Background: Calcium sulfate belongs to synthetic ceramic group of bone graft substitutes having an osteoconductive property. Calcium sulfate is an easily available, economic bone graft substitute. It is a bio-inert material which over a period of weeks get resorbed and fibrovascular tissue takes its place which eventually allows neovascularisation and bone formation within the area. Use of calcium sulfate as a bone graft substitutes avoids the complications and morbidity associated with autograft like infection, second surgery, and finite amount of graft.

Material And Methods: A total of 15 patients with benign bone lesions and chronic osteomyelitis were operated and the osseous defects were filled with calcium sulfate which was comprehensively sterilized. Patients were followed with serial radiographs at six week intervals. Calcium sulfate resorption and new bone formation was studied.

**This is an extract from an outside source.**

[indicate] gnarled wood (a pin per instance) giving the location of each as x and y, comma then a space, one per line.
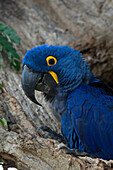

Results: Thirteen cases out of 15 showed calcium sulphate resorption and new bone incorporation. Calcaium sulphate resorption occurred at an average of 14.5 weeks (range,13-18weeks) whereas new bone incorporation occurred at an average of 6months ( range,5-7months). Thirteen patients out of these 15 cases returned to full activities of daily living. One patient had pathological fracture at the osseous defect postoperatively. One patient with GCT of distal end of tibia had recurrence of tumor and had to undergo second surgery.

Conclusion: Although autogenous bone graft is the gold standard for bone grafting, it has limitations like finite amount, additional surgery and donor site morbidity. Calcium sulphate is safe, efficient and easily available bone graft substitute in the treatment of osseous defects. Most common complication encountered was aseptic serous discharge. Functional results were favorable in most of the cases.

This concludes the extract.